The government says there is now enough capacity for all who need tests to get them. It is aiming to provide test results within 24 hours. Read more
— Jasmin Gray
Devastating Impact Of COVID-19 On Italy’s Restaurants Revealed — 5/28/20, 4:40 a.m.
The much-anticipated reopening of restaurants, pizzerias and bars in Italy has got off to a difficult start with businesses reporting a 70% fall in turnover compared to pre-lockdown levels.
HuffPost Italy reports (in Italian) that a survey of the sector has revealed few customers returned in the first week of reopening while costs have increased, with many small businesses not expecting to see an improvement until the fall.
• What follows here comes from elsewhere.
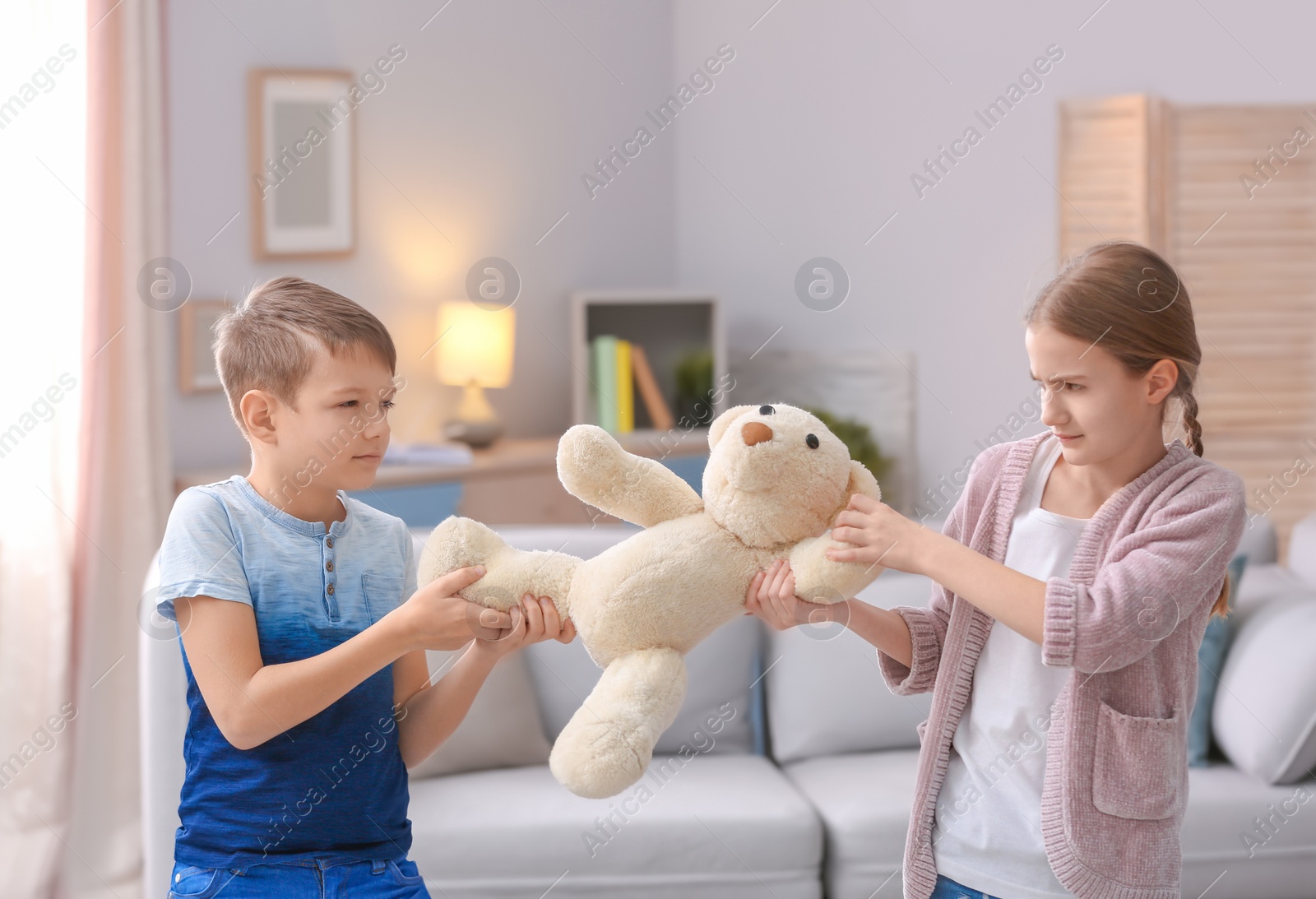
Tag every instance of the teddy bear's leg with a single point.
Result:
(510, 572)
(609, 743)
Italy, which was the epicenter of Europe’s coronavirus outbreak, imposed one of the longest and strictest lockdowns in the world. Parts of the hospitality industry were given the green light to reopen May 18.
Figures reported by the Italian Federation of Public Establishments cite the lack of tourists, fewer office workers commuting to city centers, and a cautiousness among Italians about the risks of eating out, as reasons for the sharp declines in revenue.
However, businesses that have reopened have reported customers have largely complied with social distancing regulations and rules on wearing masks and hand washing.
— James Martin
U.S. Coronavirus Deaths Top 100,000 In Bleak Milestone — 5/27/20, 7:45 p.m.
More than 100,000 people have died from the coronavirus in the United States, a somber milestone in the country’s fight against the ongoing pandemic.
Johns Hopkins updated its tally on Wednesday evening, which comes just under four months after President Donald Trump claimed, without evidence, that the virus would likely disappear “in April as the heat comes in.” Those estimates proved far from reality: More than 1.6 million people in the U.S. have now tested positive for the virus and while infection rates are declining in some outbreak centers, they are still rising in regions across the country.
Trump has routinely revised his predictions for the ultimate U.S. death toll as cases spread and has continued to urge states to reopen their economies despite bleak warnings from medical officials that doing so too soon could result in a second wave of infections.
A study released by Columbia University earlier this month found that if the U.S. had imposed broad social distancing measures just a week earlier than it did in March, around 36,000 lives could have been saved.
— Nick Visser
Several Florida Theme Parks Announce Reopening Plans — 5/27/20, 12:06 p.m.
Several popular theme parks have announced plans to reopen in recent weeks, as a number of states across the U.S. continue to ease social distancing guidelines amid the coronavirus pandemic.
On Wednesday, Disney World in Orlando, Florida, presented plans to a Central Florida economic task force outlining a strategy to reopen some portions of its theme park on July 11 and others on July 15. The park temporarily closed in March to curb the spread of the virus.